А вот ещё какая телеграмма из Мюнхена: «Все радиопередатчики радиостанции Свобода к вашим услугам, открыты для вас. Директор Ф. Рональдс». Во́ как! Говори на весь СССР сколько хочешь. Да наверно, и надо же! Да разве дадут хоть минуту сообразить?

Кажется, не в этот вечер, а в следующий, но уж доскажу тут. С низу лестницы, где стоит полицейский пост (а то бы все хлынули сюда, в квартиру), докладывают: рвётся ко мне, просит принять писатель Анатолий Кузнецов. Ах, тот самый Кузнецов, «Бабий Яр»[9], поразивший в 1969 своим убегом на Запад (под предлогом изучать ленинское бытьё в Лондоне  ну, вот как я сейчас буду в Цюрихе?), но и тем же, что теперь стыдится фамилии Кузнецов (ибо по требованию советских властей он судился против своего западного самовольного издателя) и потому отныне все свои будущие романы будет подписывать «Анатоль» (а будущих, за пять лет, и не оказалось). Пропустили его. А времени, поговорить,  нету, накоротке, на ходу. Маленького роста, подвижный, очень искренний, и с отчаянием в голосе. Отчаянием, конечно,  как неудачно у него всё сложилось, но и с отчаянной опаской за меня, чтоб я не наделал ошибок, как он: мол, кессонная болезнь, переход из сильного давления в малое опасен тем, что разорвёт! надо  сперва не делать заявлений, надо оглядеться. (И прав же он!) Ах бедняга, и для этого летел из Лондона, вот на эти десять минут, предупредить меня, что́ я и сам знаю? Я прекрасно понимаю, как надо остерегаться,  не только не рвусь к прессе, я не знаю, в какой рукав голову спрятать от её безпощадной осады.

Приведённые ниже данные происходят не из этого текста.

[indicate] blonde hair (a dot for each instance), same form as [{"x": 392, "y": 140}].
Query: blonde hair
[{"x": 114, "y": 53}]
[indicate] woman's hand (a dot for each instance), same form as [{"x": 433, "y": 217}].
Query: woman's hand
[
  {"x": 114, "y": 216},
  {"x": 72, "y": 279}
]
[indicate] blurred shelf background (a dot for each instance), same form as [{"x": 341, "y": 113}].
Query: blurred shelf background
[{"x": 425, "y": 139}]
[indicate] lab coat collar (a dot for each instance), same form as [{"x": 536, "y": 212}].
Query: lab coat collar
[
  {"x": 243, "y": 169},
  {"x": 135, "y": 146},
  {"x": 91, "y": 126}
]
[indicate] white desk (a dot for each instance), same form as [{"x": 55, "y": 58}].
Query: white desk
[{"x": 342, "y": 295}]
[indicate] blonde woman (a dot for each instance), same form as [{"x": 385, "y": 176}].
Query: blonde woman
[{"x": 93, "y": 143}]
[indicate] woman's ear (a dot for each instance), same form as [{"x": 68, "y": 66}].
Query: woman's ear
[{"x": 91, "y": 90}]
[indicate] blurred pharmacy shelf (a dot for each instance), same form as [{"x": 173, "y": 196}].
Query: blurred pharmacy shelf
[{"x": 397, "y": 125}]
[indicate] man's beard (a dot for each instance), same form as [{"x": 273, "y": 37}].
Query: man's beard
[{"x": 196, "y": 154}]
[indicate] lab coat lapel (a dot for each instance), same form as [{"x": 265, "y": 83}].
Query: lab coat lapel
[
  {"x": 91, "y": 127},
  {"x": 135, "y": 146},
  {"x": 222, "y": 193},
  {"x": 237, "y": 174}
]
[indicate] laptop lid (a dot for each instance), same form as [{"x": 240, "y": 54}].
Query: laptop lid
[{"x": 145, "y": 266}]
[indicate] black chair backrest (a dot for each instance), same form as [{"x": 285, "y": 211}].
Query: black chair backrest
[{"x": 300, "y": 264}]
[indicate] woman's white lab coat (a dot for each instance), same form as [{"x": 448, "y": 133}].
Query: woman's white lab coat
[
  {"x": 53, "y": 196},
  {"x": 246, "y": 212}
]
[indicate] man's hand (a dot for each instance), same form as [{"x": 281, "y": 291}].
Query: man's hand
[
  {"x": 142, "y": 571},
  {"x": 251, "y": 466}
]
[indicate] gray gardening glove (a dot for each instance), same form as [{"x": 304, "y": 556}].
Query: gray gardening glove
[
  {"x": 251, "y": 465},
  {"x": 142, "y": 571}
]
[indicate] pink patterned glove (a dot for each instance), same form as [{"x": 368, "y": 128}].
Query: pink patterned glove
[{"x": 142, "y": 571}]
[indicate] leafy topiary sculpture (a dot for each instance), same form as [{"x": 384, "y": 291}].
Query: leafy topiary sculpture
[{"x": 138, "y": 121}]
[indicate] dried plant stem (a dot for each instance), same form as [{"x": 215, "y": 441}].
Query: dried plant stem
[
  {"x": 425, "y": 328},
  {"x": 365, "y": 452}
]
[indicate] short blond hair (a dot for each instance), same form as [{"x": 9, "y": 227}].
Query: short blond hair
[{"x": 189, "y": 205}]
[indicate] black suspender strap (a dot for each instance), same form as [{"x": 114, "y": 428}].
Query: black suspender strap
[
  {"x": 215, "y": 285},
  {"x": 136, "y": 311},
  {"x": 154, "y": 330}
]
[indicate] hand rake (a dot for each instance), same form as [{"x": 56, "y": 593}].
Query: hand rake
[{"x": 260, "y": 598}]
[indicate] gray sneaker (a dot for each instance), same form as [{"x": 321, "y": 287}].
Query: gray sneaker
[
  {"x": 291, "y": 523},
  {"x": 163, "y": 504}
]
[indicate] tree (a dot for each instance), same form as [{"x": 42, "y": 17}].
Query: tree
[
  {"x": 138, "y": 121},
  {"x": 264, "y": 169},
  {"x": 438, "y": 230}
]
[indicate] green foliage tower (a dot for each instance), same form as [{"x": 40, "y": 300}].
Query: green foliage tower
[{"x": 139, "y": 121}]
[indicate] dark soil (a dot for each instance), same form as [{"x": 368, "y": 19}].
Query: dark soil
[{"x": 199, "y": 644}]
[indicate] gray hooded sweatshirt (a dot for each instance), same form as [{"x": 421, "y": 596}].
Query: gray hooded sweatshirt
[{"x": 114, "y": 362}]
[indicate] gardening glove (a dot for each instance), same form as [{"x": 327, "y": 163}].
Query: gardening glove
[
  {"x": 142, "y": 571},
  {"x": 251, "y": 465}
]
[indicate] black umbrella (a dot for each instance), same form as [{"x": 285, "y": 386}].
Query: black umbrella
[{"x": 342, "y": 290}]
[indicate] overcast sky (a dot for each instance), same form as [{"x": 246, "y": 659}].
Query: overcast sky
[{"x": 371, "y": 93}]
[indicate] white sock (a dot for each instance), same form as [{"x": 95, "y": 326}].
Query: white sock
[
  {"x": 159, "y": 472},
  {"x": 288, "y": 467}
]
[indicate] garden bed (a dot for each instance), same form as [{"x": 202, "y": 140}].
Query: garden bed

Так я и не вышел к репортёрам. Уже темно, спать бы? Жена Хееба даёт мне снотворное, всё равно не спится. Дохнуть бы воздуха. В полной темноте выхожу на балкон, подышать в тишине. Задняя сторона дома, 4-й этаж,  и вдруг зажигается сильный прожектор, на меня, уловили! сфотографировали! ещё который раз. Не дают дохнуть. Ухожу с балкона. Ещё какие-то таблетки.

В суматоху цюрихской вокзальной встречи угодил и Никита Струве  третья вершина Опорного Треугольника. А Цюрих, оказывается, подходящее место: тут и адвокат, сюда из Вены легко приехать Бетте  из Парижа, вот Никите. Отсюда легче распутывать наши дела, запутанные конспирацией. А ведь ждутся ещё и арьергардные бои за «невидимок», кого ГБ прижмёт.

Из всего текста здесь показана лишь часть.